Politica | Direkte Demokratie

Aus für zarte Blume der Partizipation

Die Mehrheit im Landtag kippt bestätigendes Referendum. Opposition spricht von schlechtem Zeichen für Demokratie und mangelndem Vertrauen in die Bürger.
Südtiroler Landtag
Foto: Seehauserfoto

Die attische Demokratie dient heute gemeinhin als ein Vorläufer direktdemokratischer Beteiligung. Im antiken Athen waren allerdings nicht alle Bewohner befugt, von den Vorzügen politischer Partizipation Gebrauch zu machen - darunter Frauen und Sklaven. Nun sollen auch in Südtirol die Hürden für Plebiszite wieder angehoben werden, wittert die Opposition. Die Mehrheit argumentiert mit Bedenken in Bezug auf Verfassungskonformität und möglichen Dauerblockaden.

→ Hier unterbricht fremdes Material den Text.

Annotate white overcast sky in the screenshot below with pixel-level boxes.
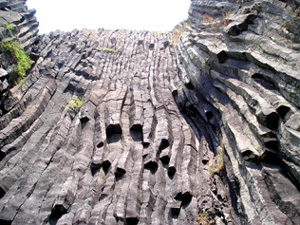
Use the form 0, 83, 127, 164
26, 0, 190, 34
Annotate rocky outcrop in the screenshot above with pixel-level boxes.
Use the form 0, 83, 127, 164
0, 29, 207, 225
175, 0, 300, 224
0, 0, 39, 116
0, 0, 300, 225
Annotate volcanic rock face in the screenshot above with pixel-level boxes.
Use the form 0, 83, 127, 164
0, 29, 205, 224
175, 0, 300, 224
0, 0, 300, 225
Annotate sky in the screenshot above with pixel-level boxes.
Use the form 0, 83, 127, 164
26, 0, 191, 34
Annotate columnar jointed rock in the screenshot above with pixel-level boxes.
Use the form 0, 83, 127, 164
0, 29, 218, 225
175, 0, 300, 224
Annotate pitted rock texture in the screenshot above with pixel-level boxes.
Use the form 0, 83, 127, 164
0, 0, 39, 115
175, 0, 300, 224
0, 29, 219, 225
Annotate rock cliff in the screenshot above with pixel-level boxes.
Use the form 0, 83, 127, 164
0, 0, 299, 225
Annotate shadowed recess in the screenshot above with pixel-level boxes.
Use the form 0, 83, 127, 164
106, 124, 122, 143
49, 205, 67, 225
130, 124, 143, 142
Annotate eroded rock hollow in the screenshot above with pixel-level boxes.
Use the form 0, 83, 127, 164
0, 0, 300, 224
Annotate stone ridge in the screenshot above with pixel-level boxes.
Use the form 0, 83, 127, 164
175, 0, 300, 224
0, 29, 211, 224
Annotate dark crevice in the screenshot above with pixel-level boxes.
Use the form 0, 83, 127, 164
160, 155, 170, 166
130, 124, 143, 142
0, 186, 6, 199
80, 116, 89, 129
144, 161, 158, 174
205, 111, 213, 121
102, 160, 111, 175
90, 162, 101, 176
0, 220, 12, 225
168, 166, 176, 179
49, 205, 67, 225
106, 124, 122, 143
158, 139, 169, 151
171, 207, 180, 219
258, 112, 279, 130
181, 192, 193, 208
0, 151, 5, 162
126, 217, 139, 225
115, 167, 126, 181
149, 44, 154, 50
252, 73, 279, 91
276, 105, 290, 118
97, 141, 104, 148
217, 51, 228, 63
143, 142, 150, 148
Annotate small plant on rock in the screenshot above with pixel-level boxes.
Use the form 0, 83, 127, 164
209, 131, 224, 175
2, 22, 14, 37
197, 211, 209, 225
67, 97, 84, 110
2, 40, 33, 78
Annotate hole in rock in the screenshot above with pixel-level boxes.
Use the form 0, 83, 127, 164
90, 163, 101, 176
261, 150, 281, 165
0, 151, 5, 162
130, 124, 143, 142
186, 103, 198, 117
80, 116, 89, 129
252, 73, 278, 91
242, 150, 259, 163
0, 220, 12, 225
115, 167, 126, 181
262, 112, 279, 130
205, 111, 213, 121
171, 208, 180, 219
174, 192, 182, 201
144, 161, 158, 174
97, 141, 104, 148
102, 160, 111, 175
202, 159, 209, 165
143, 142, 150, 148
168, 166, 176, 179
149, 44, 155, 50
126, 217, 139, 225
181, 192, 193, 208
160, 155, 170, 166
164, 41, 170, 48
217, 51, 228, 63
276, 105, 290, 118
159, 139, 169, 151
265, 140, 279, 152
0, 186, 6, 199
49, 205, 67, 225
106, 124, 122, 143
138, 40, 144, 45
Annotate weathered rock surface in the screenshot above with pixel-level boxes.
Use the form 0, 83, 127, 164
0, 0, 300, 225
175, 0, 300, 224
0, 0, 39, 116
0, 29, 207, 225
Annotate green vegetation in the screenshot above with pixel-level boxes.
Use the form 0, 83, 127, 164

Ein entsprechender Gesetzesentwurf wurde am Freitag im Landtag debattiert und schließlich auch mit 18 Ja- und 15 Nein-Stimmen verabschiedet.

Konkret geht es um eine Novellierung des Landesgesetzes (2018/22)  „Direkte Demokratie, Partizipation und politische Bildung“,  sowie des Landesgesetzes vom 8. Februar 2010, Nr. 4, „Einrichtung und Ordnung des Rates der Gemeinden“, auf den Weg gebracht von Josef Noggler, einstmals selbst federführend an der Ausarbeitung des ursprünglichen Gesetzes zur direkten Demokratie, das eine Reihe von partizipativen Elementen der Bürgerbeteiligung vorsieht.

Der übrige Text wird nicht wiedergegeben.